Kiefner Law Offices, P.A. services a variety of clients in public offerings and private placements of securities, including:
- Placement agents
- Securities issuers, sellers and purchasers
- Investment bankers
- Institutional purchasers in public offerings and private placements
Our transactions span the spectrum from the most complex offerings by experienced issuers to initial public or private offerings by start-up companies.
These are some of the transactional services the firm provides:
- Private placement of securities. For non-registered securities, an attorney will prepare private placement memoranda, corporate documents (such as operating agreements and by-laws), and disclosure documentation. Kiefner Law Offices, P.A. advises clients as to Securities and Exchange Commission (SEC) Regulation D compliance. Regulation D provides exemptions from the registration requirements, which allows some companies to offer and sell their securities without having to register the securities with the SEC. A Regulation D offering can make access to the capital markets possible for small companies that may not be able to afford the costs associated with a normal SEC registration.
- Regulatory compliance. Kiefner Law Offices, P.A. advises clients on compliance with complex regulatory requirements, securities law issues for public filings, and restrictions on trading by corporate affiliates and insiders. Due to the broad legal definition of the term securities, Kiefner Law Offices, P.A. also advises clients who may not know the impact of federal and state securities law on their proposed capital raising activities. The firm helps clients obtain the necessary state blue-sky compliance and approval for secondary trading. Click here to learn more about Kiefner Law Offices, P.A.’s representation of clients in related proceedings before the New York Stock Exchange (NYSE), the American Stock Exchange (AMEX), the NASDAQ market, the Financial Industry Regulatory Authority (FINRA), and state securities agencies.

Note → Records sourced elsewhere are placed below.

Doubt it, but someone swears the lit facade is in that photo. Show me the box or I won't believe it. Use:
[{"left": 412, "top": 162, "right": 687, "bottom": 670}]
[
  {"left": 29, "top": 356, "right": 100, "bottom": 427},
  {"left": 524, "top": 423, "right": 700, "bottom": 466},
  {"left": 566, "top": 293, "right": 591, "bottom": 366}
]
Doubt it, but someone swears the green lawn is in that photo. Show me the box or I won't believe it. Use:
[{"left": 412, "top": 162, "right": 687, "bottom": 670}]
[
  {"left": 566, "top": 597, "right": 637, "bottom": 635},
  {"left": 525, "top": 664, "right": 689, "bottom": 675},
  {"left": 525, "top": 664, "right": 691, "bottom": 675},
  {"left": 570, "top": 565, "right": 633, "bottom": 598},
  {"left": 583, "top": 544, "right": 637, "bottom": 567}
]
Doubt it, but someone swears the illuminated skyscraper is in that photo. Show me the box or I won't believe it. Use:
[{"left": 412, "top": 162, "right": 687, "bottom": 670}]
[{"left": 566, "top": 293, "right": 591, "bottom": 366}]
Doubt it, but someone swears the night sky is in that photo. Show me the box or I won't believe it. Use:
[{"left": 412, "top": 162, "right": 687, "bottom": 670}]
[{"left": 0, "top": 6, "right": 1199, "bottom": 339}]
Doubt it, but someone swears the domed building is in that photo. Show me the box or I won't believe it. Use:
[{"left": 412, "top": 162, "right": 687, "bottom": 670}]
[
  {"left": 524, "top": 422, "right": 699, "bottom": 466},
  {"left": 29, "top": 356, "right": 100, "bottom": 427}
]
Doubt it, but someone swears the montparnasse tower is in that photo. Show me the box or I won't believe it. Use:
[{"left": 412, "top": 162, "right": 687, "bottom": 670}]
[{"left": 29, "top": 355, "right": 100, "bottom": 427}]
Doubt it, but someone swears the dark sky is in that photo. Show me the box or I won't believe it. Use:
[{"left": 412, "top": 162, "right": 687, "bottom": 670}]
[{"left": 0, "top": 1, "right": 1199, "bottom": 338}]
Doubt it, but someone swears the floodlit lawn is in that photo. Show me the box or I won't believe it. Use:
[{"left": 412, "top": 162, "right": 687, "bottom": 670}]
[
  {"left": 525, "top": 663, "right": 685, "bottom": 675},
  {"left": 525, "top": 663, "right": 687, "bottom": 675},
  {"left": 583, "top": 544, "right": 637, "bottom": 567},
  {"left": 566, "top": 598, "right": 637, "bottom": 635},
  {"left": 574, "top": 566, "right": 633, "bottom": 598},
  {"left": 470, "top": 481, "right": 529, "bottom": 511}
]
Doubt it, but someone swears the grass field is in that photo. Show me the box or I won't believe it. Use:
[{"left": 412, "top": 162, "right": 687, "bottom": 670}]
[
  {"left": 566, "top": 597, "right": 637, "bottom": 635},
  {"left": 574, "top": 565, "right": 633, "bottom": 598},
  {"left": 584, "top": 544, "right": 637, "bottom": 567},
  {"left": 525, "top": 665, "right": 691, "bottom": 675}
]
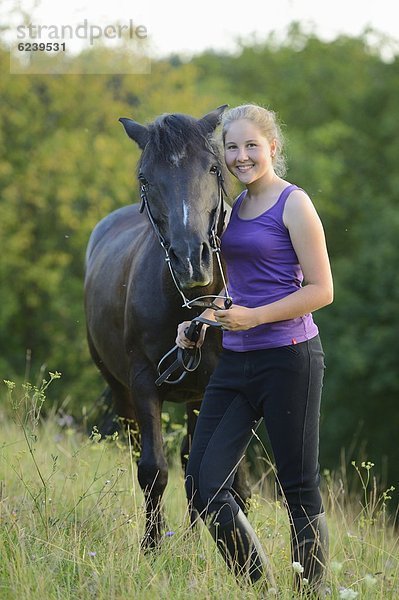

- Rule 144 compliance. SEC Rule 144 allows the public resale of restricted and controlled securities if certain conditions are met. Click here to learn more about these conditions. But, even when all the conditions are met, restricted securities cannot be sold until the restricted legend is removed by the transfer agent—who cannot do so without the consent of the issuer. Consent is evidenced by Rule 144 opinion letters, which Kiefner Law Offices, P.A. prepares on behalf of issuers.
Kiefner Law Offices, P.A. has comprehensive experience dealing with the Securities and Exchange Commission, the Commodity Futures Trading Commission, stock exchanges, and state regulators. Members of the firm’s team have previously held key positions with those agencies.